As a recap for how this works: We’ll compare the overall branding of each series and see how they match-up. This includes the logos, alternate logos, jerseys, historical logos and jerseys, general legacy and everything else that builds a team’s brand. But on top of that, the match-ups are going to be ranked according to which will be the best to watch from an aesthetic standpoint. Some jerseys work better together than others, and you’ll see why.
This series features two really nice individual sets of jerseys. And they work just okay against each other. The problem is having two many tones of blue involved. There’s teal, there’s royal blue and there’s navy blue. It’s just a bit too much and the addition of yellow and orange stripes aren’t helping matters either. It should be an awesome match-up hockey-wise, just not as great aesthetically.
St. Louis’ logo is one of the best in the game, but up until their current logo and jersey design, the Blues’ visual branding has been a nightmare. The previous logo was too rounded and hokey-looking (that’s hokey, not hockey) with a mishmash of primary colours, a “St.Louis” in the logo that’s pretty much unreadable on a jersey, and then a huge double-outlined “Blues” on their logo from before that (and still with the “St. Louis” on it, making it ever harder to read). But, the concept has been there from the beginning and has been tinkered with but never changed. Also a bonus is that their current third jerseys are great. But this monstrosity that they almost wore if not for Mike Keenan (thankfully) forbidding it is absolutely unforgivable. That cost them a game right there. But still, overall, they’ve been relatively consistent in the visual branding and logo concept since their inception.
For the Sharks, they’ve never strayed from their original concept since inception, and as my interview with the designer Terry Smith revealed, they’ve owned the teal in a market and era that hugely embraced it. For a water-dwelling animal like a shark, the teal makes sense. Their original logo is better than the newly designed one, but at least they’ve moderately improved the visual mess of a jersey that preceded these ones, making it a little more minimal and clean. Their Stadium Series jersey was a bit of a league-mandated mess, so you can’t pin it all on them…but whose idea was the choker necklace (#itwas3to0, or can we officially bury that now?). And say what you want about never getting to the Cup, but they’ve been a perennial Western power for a long time now, and that kind of success can build a solid brand and fanbase, despite its negatives.
So, it’s close, but the vastly better logo has to take it.
Blues in 7
This is a really great match-up aesthetically, for a few different reasons.
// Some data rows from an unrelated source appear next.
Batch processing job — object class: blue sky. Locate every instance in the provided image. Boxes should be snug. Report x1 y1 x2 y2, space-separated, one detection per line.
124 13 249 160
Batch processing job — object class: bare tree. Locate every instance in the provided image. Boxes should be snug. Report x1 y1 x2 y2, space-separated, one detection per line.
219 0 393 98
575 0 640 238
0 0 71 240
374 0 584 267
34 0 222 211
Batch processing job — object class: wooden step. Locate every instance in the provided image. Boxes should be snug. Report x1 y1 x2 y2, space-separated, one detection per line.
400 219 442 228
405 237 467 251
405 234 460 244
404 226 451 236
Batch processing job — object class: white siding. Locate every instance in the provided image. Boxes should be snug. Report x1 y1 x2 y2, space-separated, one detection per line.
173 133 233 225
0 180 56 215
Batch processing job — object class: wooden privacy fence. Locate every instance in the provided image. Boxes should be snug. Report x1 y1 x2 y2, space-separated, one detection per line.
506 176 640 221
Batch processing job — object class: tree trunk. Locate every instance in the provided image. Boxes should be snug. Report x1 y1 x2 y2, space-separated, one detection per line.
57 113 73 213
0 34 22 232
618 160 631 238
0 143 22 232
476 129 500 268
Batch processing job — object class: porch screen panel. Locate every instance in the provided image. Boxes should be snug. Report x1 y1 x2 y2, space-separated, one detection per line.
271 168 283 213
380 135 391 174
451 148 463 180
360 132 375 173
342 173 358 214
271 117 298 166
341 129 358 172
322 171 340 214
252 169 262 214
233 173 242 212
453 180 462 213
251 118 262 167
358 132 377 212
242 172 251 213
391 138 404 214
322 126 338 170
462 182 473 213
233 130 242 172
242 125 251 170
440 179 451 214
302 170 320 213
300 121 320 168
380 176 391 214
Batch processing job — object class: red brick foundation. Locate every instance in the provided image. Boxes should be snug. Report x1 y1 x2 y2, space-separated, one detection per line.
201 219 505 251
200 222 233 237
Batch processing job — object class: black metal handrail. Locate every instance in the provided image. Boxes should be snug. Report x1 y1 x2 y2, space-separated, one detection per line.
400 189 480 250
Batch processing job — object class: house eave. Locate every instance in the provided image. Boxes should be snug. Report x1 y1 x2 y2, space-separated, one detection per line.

In Pittsburgh, you got the vintage Penguins gold-and-black against the minimalist modernism of the Lightning’s white jerseys. And in Tampa, the modern Vegas gold against the aggressively-blue Lightning home jerseys. The gold (Vegas or otherwise) looks great against the blue. And unlike their previous match-ups (Rangers and Capitals), the Penguins’ decision to have a traditional jersey at home and a more contemporary jersey for the road doesn’t hurt this match-up. The Bolts’ jersey set walks the line between being classic and modern at the same time, so the match-up will look great in either city.
There was generally a lot of disagreement about ranking the Penguins logo at #6, and of them wearing Vegas gold in general, but I’m still a huge fan of it. It’s the best logo they’ve had in their history, ahead of the regular gold penguin of the ’70s – ’90s, the corporate-looking penguin of the ’90s, the older penguin within the thick band of text, and the original penguin who looks like he’s going to join Bonhomme at Quebec’s Winter Carnaval. But the Pens do get points for a fantastic Winter Classic jersey (but also get points taken away for a not-so-fantastic one), and a tremendous Stadium Series jersey. Their move this season to their classic gold jerseys has been pretty great to see as well. So, they’ve also been pretty innovative (but maddeningly inconsistent) in their jersey designs. The fact that they’re starting to look to a great design era in their past gives me hope though for the future.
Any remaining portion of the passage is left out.